Regulatory Compliance with MinIO Object Lambdas

Object Lambdas are a feature in MinIO that enables on-the-fly customization of requested data, making it perfect for scenarios like redacting sensitive information, enriching data, or altering data formats without modifying the original stored data. This approach can be more cost-effective than creating and maintaining multiple up-to-date copies of the same dataset and simplifies data processing within MinIO buckets. 

For a real-life example, consider a situation where a MinIO bucket contains a dataset created from a commerce platform with personally identifiable information (PII), such as credit card numbers. To ensure compliance, object lambdas empower MinIO system administrators to control data as it's retrieved from MinIO. This blog provides a tutorial for this scenario.

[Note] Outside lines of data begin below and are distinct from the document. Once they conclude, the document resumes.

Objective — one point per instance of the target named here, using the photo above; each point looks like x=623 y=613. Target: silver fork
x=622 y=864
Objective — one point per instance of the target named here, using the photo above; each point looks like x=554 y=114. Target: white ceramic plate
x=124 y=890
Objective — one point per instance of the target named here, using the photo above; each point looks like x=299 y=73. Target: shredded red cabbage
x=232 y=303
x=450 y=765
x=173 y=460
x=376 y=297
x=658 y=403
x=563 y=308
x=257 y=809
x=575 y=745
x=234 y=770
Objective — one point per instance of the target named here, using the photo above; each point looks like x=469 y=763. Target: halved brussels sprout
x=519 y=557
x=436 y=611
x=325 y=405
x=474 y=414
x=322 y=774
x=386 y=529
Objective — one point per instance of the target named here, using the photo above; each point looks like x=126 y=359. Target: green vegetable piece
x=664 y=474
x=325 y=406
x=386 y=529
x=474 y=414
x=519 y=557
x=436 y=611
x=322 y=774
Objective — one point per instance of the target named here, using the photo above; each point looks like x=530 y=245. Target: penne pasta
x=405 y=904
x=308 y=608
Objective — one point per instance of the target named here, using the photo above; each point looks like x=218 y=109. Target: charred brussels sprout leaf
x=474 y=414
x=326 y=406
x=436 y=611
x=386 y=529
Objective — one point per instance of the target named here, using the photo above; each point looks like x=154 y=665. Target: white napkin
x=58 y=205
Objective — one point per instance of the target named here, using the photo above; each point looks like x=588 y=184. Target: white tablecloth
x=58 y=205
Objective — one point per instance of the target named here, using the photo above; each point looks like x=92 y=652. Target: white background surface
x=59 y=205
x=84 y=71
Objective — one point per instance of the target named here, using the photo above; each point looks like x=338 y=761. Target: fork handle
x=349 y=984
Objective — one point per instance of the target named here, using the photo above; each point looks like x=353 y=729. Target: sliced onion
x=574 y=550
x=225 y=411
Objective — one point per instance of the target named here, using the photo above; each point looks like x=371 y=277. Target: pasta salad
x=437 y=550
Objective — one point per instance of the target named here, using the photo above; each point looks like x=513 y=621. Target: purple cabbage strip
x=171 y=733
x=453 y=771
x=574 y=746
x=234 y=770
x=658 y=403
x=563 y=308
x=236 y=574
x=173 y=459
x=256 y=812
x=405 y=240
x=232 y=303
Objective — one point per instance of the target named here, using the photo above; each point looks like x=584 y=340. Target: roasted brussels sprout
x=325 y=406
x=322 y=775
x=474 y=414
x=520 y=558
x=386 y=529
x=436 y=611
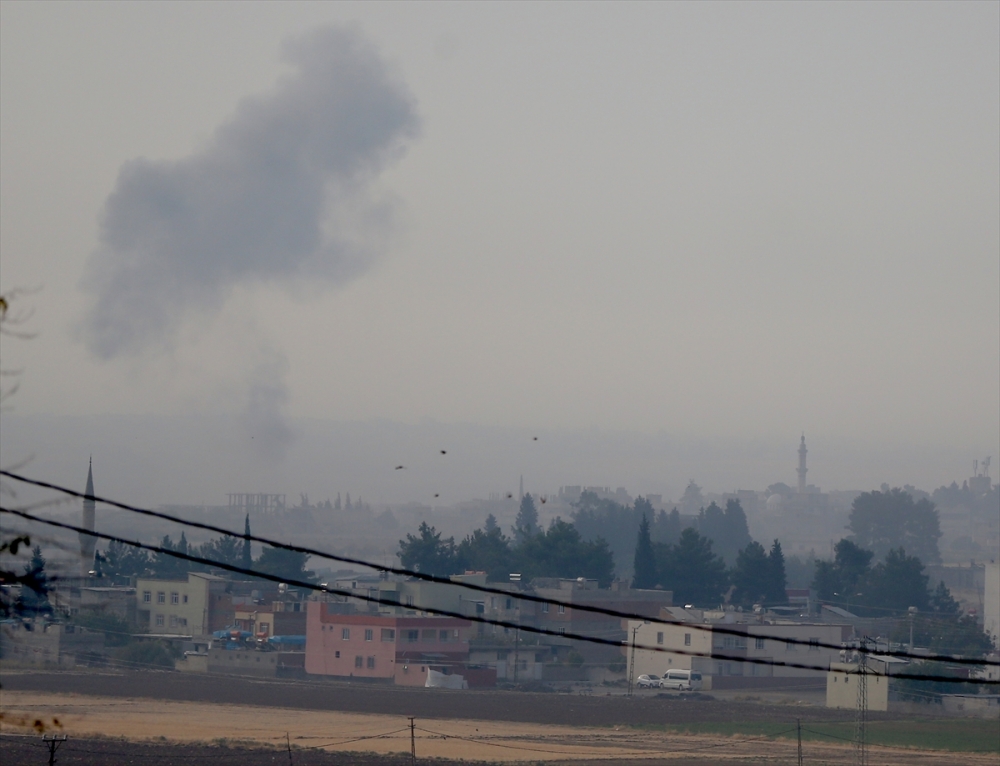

Differences between Object Lambdas and MinIO Bucket Notifications

MinIO Object Lambdas are designed for real-time content transformation within objects. Activated by a GET request, the Lambda handler transforms the object data, relaying the modified version back to MinIO without any alterations to the original—a crucial feature for maintaining an immutable record.

MinIO Bucket Notifications empower administrators to dispatch event-driven notifications to external services based on specific object or bucket events, mirroring the functionality of S3 Event Notifications. The selection between asynchronous (swift but with potential event loss) and synchronous (more deliberate but reliable) notifications for remote targets hinges on specific priorities. 

Object Lambdas excel in scenarios requiring dynamic content transformation, while bucket notifications take the lead in orchestrating event-driven alerts for external services. The decision ultimately revolves around the specific use case — whether it pertains to instantaneous object modification or the orchestrated notification of events within the MinIO environment.

Prerequisites

You can clone the repo for this project here.

Create Object Lambda Handler

Install the prerequisites using the requirements.txt file.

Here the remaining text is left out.